Merge pull request #33 from JosePizarro3/29-rewrite-readme-with-latest-developments

JosePizarro3 · web-flow · commit 893f437773d3 · 2025-11-06T15:20:12.000+01:00
29 rewrite readme with latest developments
diff --git a/README.md b/README.md
@@ -42,6 +42,10 @@ pyrxiv search_and_download --category cond-mat.str-el --regex-pattern "DMFT|Hubb
 
 **Note**: When using `--regex-pattern`, the tool will continue fetching papers from arXiv until it finds the specified number of papers (`--n-papers`) that match the pattern. Papers that don't match the regex are automatically discarded.
 
+## Documentation
+
+For a comprehensive guide on how to use the CLI and recommended pipelines, see the [How to Use `pyrxiv`](docs/how_to_use_pyrxiv.md) documentation.
+
 ---
 
 # Development
diff --git a/docs/how_to_use_pyrxiv.md b/docs/how_to_use_pyrxiv.md
@@ -0,0 +1,320 @@
+# How to Use `pyrxiv` CLI
+
+This guide explains how to use the **pyrxiv** command-line interface (CLI) to search and download arXiv papers.
+
+## Table of Contents
+
+- [Installation](#installation)
+- [Available Commands](#available-commands)

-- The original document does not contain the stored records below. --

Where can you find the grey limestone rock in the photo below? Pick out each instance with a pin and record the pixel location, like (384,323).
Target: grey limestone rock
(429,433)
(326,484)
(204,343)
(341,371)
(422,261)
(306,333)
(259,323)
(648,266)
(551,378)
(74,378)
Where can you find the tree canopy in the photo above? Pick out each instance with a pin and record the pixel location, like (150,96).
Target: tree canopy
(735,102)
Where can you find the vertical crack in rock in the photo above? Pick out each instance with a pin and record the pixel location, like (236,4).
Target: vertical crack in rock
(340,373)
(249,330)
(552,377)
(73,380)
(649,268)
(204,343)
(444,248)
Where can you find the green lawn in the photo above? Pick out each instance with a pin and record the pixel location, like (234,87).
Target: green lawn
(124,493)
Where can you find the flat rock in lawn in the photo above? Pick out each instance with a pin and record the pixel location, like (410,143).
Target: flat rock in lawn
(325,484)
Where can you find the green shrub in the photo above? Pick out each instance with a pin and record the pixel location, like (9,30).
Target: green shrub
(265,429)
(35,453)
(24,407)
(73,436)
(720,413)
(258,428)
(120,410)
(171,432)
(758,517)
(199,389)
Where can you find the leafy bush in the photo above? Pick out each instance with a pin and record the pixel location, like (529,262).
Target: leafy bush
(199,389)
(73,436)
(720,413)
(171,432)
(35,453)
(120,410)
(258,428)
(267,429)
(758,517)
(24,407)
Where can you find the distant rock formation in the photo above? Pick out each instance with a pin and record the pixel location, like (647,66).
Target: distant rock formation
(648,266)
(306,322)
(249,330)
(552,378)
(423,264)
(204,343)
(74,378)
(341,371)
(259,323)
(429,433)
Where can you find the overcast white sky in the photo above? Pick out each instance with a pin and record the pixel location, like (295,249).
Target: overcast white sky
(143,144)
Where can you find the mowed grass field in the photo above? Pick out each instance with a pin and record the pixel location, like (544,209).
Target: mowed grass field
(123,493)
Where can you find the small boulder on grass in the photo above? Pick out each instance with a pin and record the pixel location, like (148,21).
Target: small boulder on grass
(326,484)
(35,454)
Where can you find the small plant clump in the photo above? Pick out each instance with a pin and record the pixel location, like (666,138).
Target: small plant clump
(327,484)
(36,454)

+- [Pipeline Overview](#pipeline-overview)
+- [Command 1: search_and_download](#command-1-search_and_download)
+  - [Basic Usage](#basic-usage)
+  - [Advanced Usage](#advanced-usage)
+  - [Options Reference](#options-reference)
+- [Command 2: download_pdfs](#command-2-download_pdfs)
+- [Complete Pipeline Examples](#complete-pipeline-examples)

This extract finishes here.